Namibia is the least densely populated country in Africa and is mostly semi-desert, but it is surprisingly rich in wildlife. I visited a seal colony at Cape Cross where only one in four of the pups reaches maturity, mainly due to predators. I saw one pup that was being slowly killed by fishing line tightening around it as it grew larger. Etosha National Park is the country’s main wildlife sanctuary and it seems to be well run. In 2018 in Namibia, 57 rhinos were poached and 26 elephants – although nearly all of them were poached outside Namibia’s national parks.

Botswana suffers from poachers based in Angola and Zimbabwe. Elephant poaching is high and on the rise. Botswana has Africa’s largest population of elephants, with more than 100,000. A spike in elephant poaching has occurred since President Masisi’s government disarmed park rangers in 2018. Unarmed rangers are now expected to confront well-armed poachers equipped with military-grade weapons. Cynics see this as a backdoor way of controlling the elephant population. However, at least 11 rhinos have also been poached in the past 12 months.

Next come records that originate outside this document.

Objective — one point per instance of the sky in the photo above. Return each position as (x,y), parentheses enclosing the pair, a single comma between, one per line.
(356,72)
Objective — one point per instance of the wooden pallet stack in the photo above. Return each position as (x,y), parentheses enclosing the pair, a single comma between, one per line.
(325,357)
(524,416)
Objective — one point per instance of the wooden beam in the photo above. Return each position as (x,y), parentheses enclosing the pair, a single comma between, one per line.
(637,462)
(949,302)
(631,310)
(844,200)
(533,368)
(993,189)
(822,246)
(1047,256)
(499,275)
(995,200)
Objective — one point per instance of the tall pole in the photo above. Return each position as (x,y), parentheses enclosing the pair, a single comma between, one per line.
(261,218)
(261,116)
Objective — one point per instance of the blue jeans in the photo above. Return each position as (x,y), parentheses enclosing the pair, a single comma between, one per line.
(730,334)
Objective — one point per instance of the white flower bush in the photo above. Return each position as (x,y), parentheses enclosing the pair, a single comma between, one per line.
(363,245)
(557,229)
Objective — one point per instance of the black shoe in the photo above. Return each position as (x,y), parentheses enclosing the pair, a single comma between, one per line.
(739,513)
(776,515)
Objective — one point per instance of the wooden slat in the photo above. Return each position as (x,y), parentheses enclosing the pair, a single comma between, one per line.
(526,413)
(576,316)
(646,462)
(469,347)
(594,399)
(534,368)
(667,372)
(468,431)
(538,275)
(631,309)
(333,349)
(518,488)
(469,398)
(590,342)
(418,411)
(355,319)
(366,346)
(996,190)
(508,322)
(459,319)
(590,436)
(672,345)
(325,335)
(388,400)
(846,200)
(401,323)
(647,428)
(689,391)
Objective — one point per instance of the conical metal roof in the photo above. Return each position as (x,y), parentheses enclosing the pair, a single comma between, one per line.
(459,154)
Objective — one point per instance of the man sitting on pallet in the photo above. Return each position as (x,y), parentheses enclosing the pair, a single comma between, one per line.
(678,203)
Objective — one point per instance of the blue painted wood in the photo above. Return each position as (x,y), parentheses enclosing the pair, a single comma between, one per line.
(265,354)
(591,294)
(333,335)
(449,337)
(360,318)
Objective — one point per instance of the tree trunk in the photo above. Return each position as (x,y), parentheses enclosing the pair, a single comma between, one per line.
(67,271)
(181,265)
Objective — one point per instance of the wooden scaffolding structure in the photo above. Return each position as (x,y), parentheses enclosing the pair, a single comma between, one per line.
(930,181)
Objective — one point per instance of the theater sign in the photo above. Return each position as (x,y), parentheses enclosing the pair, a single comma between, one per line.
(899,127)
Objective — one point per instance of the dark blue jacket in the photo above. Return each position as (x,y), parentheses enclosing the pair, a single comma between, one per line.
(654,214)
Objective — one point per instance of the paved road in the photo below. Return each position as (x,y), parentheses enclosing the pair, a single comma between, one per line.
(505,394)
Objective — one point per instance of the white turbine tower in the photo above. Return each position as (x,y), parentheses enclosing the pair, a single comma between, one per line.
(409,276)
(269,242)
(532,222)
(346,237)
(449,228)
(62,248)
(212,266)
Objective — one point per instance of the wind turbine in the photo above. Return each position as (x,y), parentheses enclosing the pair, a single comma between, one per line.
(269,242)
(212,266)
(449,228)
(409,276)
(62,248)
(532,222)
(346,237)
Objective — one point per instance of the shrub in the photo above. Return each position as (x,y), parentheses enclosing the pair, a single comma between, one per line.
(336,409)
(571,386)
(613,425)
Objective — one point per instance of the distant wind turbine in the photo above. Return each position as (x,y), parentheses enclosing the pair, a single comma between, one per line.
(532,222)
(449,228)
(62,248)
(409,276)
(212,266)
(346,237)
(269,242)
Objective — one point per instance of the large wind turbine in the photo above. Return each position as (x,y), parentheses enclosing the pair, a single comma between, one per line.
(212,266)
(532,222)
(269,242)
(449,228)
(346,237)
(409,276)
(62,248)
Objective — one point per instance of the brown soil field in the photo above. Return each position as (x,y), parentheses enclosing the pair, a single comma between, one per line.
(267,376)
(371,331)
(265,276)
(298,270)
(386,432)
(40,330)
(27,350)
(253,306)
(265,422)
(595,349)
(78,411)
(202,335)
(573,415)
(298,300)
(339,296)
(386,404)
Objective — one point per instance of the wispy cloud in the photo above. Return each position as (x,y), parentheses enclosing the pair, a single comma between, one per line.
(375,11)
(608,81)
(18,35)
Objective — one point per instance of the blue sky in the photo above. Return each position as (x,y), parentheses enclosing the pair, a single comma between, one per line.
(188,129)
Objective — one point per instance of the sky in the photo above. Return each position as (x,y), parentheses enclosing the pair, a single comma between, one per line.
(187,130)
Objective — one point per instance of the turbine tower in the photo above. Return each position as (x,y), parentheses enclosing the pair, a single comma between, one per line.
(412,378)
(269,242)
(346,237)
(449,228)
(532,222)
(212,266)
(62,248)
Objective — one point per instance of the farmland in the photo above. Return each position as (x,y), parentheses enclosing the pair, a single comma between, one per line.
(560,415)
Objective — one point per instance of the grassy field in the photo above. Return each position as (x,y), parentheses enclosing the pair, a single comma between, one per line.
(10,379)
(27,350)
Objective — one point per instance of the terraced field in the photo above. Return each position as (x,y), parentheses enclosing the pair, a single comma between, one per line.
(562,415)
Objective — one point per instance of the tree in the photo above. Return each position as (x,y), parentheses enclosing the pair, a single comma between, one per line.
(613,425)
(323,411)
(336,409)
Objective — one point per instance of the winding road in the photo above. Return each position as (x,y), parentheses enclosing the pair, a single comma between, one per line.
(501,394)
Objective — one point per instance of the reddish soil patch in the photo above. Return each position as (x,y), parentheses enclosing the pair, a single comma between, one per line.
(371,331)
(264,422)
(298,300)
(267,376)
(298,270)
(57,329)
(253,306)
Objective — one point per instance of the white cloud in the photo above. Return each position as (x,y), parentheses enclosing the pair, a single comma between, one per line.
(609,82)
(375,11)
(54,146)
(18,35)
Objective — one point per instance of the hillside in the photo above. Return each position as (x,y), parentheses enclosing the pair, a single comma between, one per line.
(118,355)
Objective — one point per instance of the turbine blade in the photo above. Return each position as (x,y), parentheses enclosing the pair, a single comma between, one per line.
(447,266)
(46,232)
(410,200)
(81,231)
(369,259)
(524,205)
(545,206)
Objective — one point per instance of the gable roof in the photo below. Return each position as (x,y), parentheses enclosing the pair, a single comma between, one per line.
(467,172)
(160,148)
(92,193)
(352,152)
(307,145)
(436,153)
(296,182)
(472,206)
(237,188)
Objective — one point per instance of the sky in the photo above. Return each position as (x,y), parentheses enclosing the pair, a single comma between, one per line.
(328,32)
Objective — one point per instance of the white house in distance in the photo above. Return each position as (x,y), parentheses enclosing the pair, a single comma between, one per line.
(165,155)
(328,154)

Zimbabwe has 85,000 elephants but says it can only support 55,000. The country is slowly recovering from its 37-year ruination by Robert Mugabe and his cronies – although corruption is still a problem. Zimbabwe’s main environmental problems are deforestation and erosion due to illegal wood collection and illegal logging. The wood collection is by people living on the edges of game parks and the illegal logging is being carried out by Chinese interests. Because of rural poverty, there is a lot of wire-snaring of game for bush meat, but snaring is indiscriminate and has decimated the endangered painted dog population. Zimbabwe does not have the resources to protect its 700 rhinos and has a dehorning program to make rhinos less attractive poaching targets. Another target for Chinese and Vietnamese traditional remedies is Zimbabwe’s critically endangered pangolin population.

Despite some high-profile seizures of ivory shipments, it seems that little has been done internationally to curb the illegal trade in animal body parts, or endangered tree species – like rosewood. Most of the demand for these items comes from a growing affluent middle class in China and Vietnam.

Namibia, Botswana and Zimbabwe have 61 percent of Africa’s elephants and want an end to the ban on trading in ivory. They say there are more than enough elephants to allow the trade to be regulated using culled elephants, natural deaths, and ivory seizures. Zimbabwe’s President Mnangagwa claims that Zimbabwe has a stockpile of seized ivory worth US$300 million, the sale of which could be used for “conservation” purposes. Botswana is considering lifting a ban on tourists hunting elephants and using culled elephants as a source of meat.

Meanwhile, the southern Africa rhino population is steadily being depleted, along with endangered tree species, because not enough is being done to protect them – or confront the end-users.

Clive Williams is a visiting professor at the ANU’s centre of military and security law and an adjunct professor at ADFA.